Interoceanic Corridor: 226 Acts of Aggression Registered Against Land Defenders in the Last Three Years

Cover image: Indigenous communities have organized protests against the imposition of the Interoceanic Corridor in the Isthmus of Tehuantepec between Oaxaca and Veracruz.

Land and environmental defenders of the Isthmus of Tehuantepec have suffered at least 226 acts of aggression in the last three years related to the Interoceanic Corridor, a megaproject being pushed by the Andrés Manuel López Obrador administration in the states of Oaxaca and Veracruz. The investigation was carried out by 23 social and human rights organizations gathered in a civil observation mission.

Within the period of investigation, between May 2021 and May 2024, the civil mission registered 72 attacks in total, in which 226 acts of aggression were committed. Among them, they documented intimidation, harassment, threats, physical aggression, criminalization, property damage, defamation, arbitrary detention, stigmatization, forced displacement, homicide, forced dispossession, undue use of force, raids, theft, and disappearance.

“There is criminalization, the threat of being incarcerated, of perhaps being disappeared or assassinated.
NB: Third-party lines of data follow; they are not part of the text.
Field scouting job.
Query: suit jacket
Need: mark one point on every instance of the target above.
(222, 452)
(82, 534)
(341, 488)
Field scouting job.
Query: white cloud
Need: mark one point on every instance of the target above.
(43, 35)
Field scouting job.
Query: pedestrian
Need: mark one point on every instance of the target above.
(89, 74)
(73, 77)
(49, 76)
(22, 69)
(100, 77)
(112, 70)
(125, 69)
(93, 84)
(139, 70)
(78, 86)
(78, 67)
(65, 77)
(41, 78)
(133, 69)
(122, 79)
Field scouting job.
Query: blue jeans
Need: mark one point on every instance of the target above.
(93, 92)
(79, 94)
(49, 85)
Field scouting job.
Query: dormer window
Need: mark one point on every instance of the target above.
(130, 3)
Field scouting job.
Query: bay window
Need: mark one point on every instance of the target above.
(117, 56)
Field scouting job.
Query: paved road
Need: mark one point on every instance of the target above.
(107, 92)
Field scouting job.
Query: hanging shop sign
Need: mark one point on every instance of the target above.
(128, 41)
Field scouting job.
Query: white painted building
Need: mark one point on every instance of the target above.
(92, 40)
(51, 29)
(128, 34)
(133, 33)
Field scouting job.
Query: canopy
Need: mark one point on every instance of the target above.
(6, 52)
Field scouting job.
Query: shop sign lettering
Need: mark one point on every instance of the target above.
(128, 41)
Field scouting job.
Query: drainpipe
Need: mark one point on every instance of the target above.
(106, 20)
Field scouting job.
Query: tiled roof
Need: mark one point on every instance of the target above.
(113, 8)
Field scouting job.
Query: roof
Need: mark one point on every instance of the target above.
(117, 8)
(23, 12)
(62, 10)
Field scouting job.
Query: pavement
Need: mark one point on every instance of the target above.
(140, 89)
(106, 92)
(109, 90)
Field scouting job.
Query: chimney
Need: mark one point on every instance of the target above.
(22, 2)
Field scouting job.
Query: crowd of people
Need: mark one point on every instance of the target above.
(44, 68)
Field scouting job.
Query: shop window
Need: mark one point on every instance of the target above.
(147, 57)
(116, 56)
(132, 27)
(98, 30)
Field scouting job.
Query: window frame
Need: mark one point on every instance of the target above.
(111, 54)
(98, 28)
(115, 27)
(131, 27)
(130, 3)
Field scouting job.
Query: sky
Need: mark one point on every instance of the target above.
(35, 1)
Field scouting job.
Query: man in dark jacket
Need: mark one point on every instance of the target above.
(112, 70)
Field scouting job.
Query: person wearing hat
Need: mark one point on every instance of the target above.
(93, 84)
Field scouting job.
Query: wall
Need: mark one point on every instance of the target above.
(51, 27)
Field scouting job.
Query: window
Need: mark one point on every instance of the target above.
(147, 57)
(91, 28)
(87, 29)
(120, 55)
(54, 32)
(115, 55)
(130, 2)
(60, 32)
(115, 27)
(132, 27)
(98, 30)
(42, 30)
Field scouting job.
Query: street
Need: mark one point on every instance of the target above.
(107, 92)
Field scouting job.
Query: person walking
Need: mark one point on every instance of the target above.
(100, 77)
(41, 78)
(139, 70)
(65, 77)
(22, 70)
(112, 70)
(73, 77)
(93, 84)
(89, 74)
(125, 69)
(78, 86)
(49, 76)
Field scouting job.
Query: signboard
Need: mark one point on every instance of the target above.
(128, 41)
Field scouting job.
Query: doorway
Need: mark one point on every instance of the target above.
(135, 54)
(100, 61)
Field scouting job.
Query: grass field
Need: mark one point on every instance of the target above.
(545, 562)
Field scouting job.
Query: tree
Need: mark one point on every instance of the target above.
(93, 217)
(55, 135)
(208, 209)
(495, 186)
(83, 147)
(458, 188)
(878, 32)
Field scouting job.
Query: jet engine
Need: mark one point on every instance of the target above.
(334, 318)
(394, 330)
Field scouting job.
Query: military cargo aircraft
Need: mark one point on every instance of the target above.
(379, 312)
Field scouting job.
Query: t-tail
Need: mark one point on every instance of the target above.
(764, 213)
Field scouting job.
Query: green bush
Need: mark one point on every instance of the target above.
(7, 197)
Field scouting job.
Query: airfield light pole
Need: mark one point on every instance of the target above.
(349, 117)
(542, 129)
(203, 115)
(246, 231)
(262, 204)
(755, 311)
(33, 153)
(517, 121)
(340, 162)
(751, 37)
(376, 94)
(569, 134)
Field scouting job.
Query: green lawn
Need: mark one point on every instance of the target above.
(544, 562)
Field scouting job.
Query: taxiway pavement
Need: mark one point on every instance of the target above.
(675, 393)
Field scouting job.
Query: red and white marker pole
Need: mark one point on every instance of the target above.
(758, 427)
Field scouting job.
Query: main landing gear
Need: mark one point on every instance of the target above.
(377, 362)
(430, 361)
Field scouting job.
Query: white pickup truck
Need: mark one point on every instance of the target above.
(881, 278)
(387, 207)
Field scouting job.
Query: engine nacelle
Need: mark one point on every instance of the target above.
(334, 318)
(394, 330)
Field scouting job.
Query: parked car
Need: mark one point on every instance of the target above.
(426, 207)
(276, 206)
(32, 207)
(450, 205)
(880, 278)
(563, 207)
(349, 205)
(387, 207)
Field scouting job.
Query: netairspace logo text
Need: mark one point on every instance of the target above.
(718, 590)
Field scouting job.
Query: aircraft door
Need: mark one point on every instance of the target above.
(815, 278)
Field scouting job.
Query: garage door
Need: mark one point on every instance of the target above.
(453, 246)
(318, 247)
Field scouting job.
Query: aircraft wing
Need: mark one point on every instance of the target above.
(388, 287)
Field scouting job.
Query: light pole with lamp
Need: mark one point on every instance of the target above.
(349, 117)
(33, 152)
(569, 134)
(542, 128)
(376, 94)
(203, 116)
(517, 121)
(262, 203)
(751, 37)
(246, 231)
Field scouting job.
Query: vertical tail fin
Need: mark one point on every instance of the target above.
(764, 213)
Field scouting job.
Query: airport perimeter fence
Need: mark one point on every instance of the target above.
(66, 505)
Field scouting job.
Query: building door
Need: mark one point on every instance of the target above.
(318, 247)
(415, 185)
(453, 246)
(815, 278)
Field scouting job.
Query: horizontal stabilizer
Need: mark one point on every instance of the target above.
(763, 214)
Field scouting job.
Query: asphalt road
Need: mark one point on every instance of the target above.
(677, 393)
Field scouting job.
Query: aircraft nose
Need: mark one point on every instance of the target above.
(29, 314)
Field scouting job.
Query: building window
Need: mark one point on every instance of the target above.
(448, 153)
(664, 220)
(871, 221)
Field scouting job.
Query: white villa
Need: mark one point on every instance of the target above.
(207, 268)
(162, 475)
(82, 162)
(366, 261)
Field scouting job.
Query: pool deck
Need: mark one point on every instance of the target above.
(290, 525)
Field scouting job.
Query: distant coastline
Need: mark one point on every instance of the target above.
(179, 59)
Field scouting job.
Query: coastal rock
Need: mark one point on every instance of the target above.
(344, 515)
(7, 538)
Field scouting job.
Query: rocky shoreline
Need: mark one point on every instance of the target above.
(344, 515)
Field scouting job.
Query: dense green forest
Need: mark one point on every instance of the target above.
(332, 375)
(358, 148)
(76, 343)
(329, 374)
That always has been present for us…waiting to see what happens, to see what they are going to do to us,” explains an Indigenous Binnizá land defender from San Blas Atempa, Oaxaca.

The victims are in the majority members of Indigenous groups and communities. The organizations registered 66 of the 72 attacks documented were carried out against Indigenous Mixe (Ayuuk) and Zapotec (Binnizá) peoples.

Carlos Beas, member of the Union of Indigenous Communities of the Northern Zone of the Isthmus (UCIZONI), an organization that is part of the civil mission, sustained in a press conference on Thursday, June 27, that there was an increase in acts of aggression in the last year and a half.

For him, there were two elements that coincide with this increase. “On the one hand, there is the transfer of command of the Interoceanic Corridor from civil control (until September 2023 run by Rafael Marín Mollinedo) to the (Secretariat of the) Navy,” he sustains.

According to Beas, the change in command has caused a series of problems. An example he cites is that for “many communities that allowed the works of the corridor in exchange for some development or housing program, the government, and in particular the Secretariat of the Navy (SEMAR), has not wanted to recognize those agreements.”

On the other hand, together with the arrival of the Navy as the entity responsible for the development project, in December 2022, Salomón Jara (of the MORENA party) took power as governor of the state of Oaxaca. “The highest number of aggressions began in January 2023, acquiring more intensity mainly from January 2024 onward,” he maintains.

Luz Coral Hernández, member of Territorios Diversos para la Vida, another one of the organizations that is part of the civil mission, explained during the press conference that the data presented by the organizations is in reality a reference to the magnitude of violence that communities and peoples who defend their land in the region are facing. "It is only the basic minimum of the true number of acts of aggression that are being carried out against peoples and communities,” they say.

State Agents

Those responsible for carrying out the human rights violations are in their majority agents of the state, who participated in 66% of the acts of aggression. Private agents follow at 30%. And 4% are not identified. “In 26 of the 72 attacks there was participation from one or multiple elements of military-tinged public security forces,” says Coral Hernández.

Social organizations count 226 acts of aggression against land defenders in the context of the imposition of the Interoceanic Corridor.

The organizations highlight acts of aggression carried out by government agencies responsible for the protection of agrarian communities, as is the case of the National Agrarian Registry and the Environmental Attorney.

Furthermore, acts of aggression by authorities in charge of investigation and administration of justice both at the federal as well as the local level—federal and state attorney general’s offices, along with federal and state judicial power.  

Justice

Today there are 12 open investigations, at both the federal and state levels, related to 55 land defenders. Furthermore, they have registered 20 arrests of land defenders, with 19 of them being freed.

“We are highly concerned about the use of the justice system to prevent the labor of human rights defenders. This is a tendency that is maintained in a recurrent and systematic manner,” alerts Nataniel Hernández, of the RED TDT.

You might be interested in – In Defense of the Isthmus: The Persistent Struggle Against the Interoceanic Corridor

Women and Children

In at least 28 of the attacks documented, the impacts of the violence also affected children, wives, mothers, and fathers of land defenders who were victims at the specific moment of the event.

Gender-based violence against Mixe women land defenders was also identified. “Through physical aggression and intimidation, when they were attacked by elements of SEMAR, or their labor as land defenders was questioned due to stereotypes of gender roles, regarding care and domestic work,” says the report of the organizations.

What is being experienced in the Isthmus of Tehuantepec, assured the organizations, is an accelerated and imposed process, with a climate of intimidation and generalized military securitization, with the dispossession of lands and territories, with the imposition of forms of life, as well as the plunder of natural resources: “All of that has meant an unacceptable reality for communities and organizations of the Isthmus.”